By: Diane Stirling
A research project that will develop metadata models for managing heterogeneous workflows, and that involves Syracuse University experts in the fields of gravitational wave physics, information science, and computer science, has been funded by the National Science Foundation’s Advanced Cyberinfrastructure Division.
The principal investigator (PI) for the project, Duncan Brown, associate professor in the Physics Department at the School of Arts and Sciences at Syracuse University, is joined in the effort by co-principal investigators Jian Qin, professor at the School of Information Studies; Peter Couvares, senior scientist in the Physics Department; and Ewa Deelman, research associate professor in the Computer Science Department at the University of Southern California.
The grant will fund work for the design, development, and deployment of metadata-aware workflows and data-mining tools to enable the management of large, heterogeneous data sets produced by scientific analysis. The pilot effort targets the cyber infrastructure used to search for gravitational waves by the Laser Interferometer Gravitational Wave Observatory (LIGO). LIGO is part of a worldwide network of gravitational-wave observatories poised to probe black holes, neutron stars and supernovae by using gravitational waves as a tool to study physics and astronomy. The gravitational-wave physics community has an immediate need for improved data management and analysis tools to accomplish its scientific goals, Brown wrote in his funding proposal.
Dr. Qin explained that the diverse collaboration dates back to 2010, when she and iSchool Research Associate Professor Howard Turtle first began discussions with Brown regarding the possibility of a metadata and information retrieval project applied to this scientific area of research.
The project entails a holistic approach to scientific data management, Dr. Qin said, which is focused on scientists’ needs regarding the management of their data input and output, pipelines and workflows at each stage of a research lifecycle. “Because it is computational intensive, we have to understand how data flows from one point to another and the provenance information generated along the way, and then the whole workflow of the research,” she explained.

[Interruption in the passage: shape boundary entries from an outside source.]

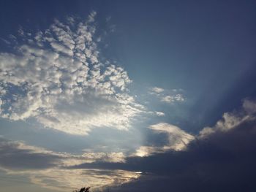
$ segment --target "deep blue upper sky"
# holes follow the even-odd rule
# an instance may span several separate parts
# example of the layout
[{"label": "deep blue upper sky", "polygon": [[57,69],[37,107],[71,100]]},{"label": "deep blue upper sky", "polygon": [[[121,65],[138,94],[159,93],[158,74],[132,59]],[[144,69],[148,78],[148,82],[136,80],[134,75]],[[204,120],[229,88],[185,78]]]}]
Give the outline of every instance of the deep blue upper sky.
[{"label": "deep blue upper sky", "polygon": [[[0,1],[1,142],[129,162],[244,123],[255,107],[255,10],[252,0]],[[15,169],[1,161],[3,175]]]}]

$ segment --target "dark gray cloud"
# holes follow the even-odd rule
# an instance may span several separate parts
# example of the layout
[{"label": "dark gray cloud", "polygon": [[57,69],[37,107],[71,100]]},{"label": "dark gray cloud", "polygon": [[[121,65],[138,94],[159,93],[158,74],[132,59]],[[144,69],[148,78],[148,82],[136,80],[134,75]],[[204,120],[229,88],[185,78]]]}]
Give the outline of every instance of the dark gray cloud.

Dr. Qin’s portion of the work will entail responsibility for studying the data flow, data structures, and the research lifecycle, as well as understanding the needs for data retrieval, data discovery, data tracking, and long-term data preservation for future access, she said. Metadata models will be developed that describe the data sets and other data artifacts, such as who created them, who ran the analysis job, where the data originates, where the output goes, and tracking every data set generated. This will assure that the data source, output location, and algorithms and parameters used in the science are available to other researchers in the future, she added.

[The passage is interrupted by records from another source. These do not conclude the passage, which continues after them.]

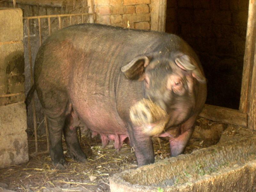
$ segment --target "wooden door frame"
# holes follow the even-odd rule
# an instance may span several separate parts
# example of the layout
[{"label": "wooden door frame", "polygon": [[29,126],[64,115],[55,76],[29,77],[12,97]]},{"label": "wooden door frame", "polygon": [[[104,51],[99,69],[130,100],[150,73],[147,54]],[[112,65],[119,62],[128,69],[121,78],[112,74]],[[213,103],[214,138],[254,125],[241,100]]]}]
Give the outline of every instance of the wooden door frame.
[{"label": "wooden door frame", "polygon": [[[151,0],[150,29],[164,31],[167,0]],[[256,0],[250,0],[239,110],[205,104],[199,116],[256,130]]]}]

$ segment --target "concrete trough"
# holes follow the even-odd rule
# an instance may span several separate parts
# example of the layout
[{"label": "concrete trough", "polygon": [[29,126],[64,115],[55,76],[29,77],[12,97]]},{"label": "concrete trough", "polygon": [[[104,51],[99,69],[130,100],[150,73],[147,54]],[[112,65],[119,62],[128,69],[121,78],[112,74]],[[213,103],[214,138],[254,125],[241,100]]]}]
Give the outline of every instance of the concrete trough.
[{"label": "concrete trough", "polygon": [[256,191],[256,134],[114,175],[112,192]]}]

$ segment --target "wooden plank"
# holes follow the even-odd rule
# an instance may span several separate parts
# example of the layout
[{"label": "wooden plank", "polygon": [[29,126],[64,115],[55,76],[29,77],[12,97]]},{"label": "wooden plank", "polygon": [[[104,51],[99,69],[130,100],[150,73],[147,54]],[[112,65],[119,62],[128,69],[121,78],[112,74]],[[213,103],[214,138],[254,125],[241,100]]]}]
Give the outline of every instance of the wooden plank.
[{"label": "wooden plank", "polygon": [[250,0],[247,24],[245,48],[244,59],[241,96],[239,109],[242,113],[248,111],[248,97],[253,63],[254,53],[256,39],[256,1]]},{"label": "wooden plank", "polygon": [[215,121],[246,126],[247,115],[238,110],[205,104],[200,116]]},{"label": "wooden plank", "polygon": [[166,20],[166,0],[151,0],[150,29],[164,31]]},{"label": "wooden plank", "polygon": [[[256,46],[256,41],[254,42]],[[254,52],[254,62],[252,76],[252,83],[250,93],[250,104],[248,108],[248,127],[256,130],[256,49]]]}]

“It’s a good collaboration,” the iSchool professor remarked. “You can imagine I don’t understand astrophysics, but along the way, I’ve learned a lot about astrophysics research, as well as the field’s data structure and data management needs, so I can relate those issues and needs back to my field, and think about how metadata and ontologies can help meet those needs.”
Dr. Qin said the majority of her focus will occur in the first two years of the study, when she will work with the principal investigators to design metadata models and implement and test them. The third year is expected to consist of evaluating the effectiveness and usefulness of the models developed.
The proposal references how the completed research will benefit a number of scientists in diverse fields of scientific study by permitting easier ways to track and find existing research. In Brown’s proposal, he explained: “Efficient methods to access and mine the large data sets generated by LIGO's diverse gravitational-wave searches are critical to the overall success of gravitational-wave physics and astronomy. Providing these capabilities will maximize existing NSF investments in LIGO, support new modes of collaboration within the LSC, and better enable LSC scientists to explain their results to the external scientific community—including the critical issue of data and analysis provenance for LIGO's first detections.”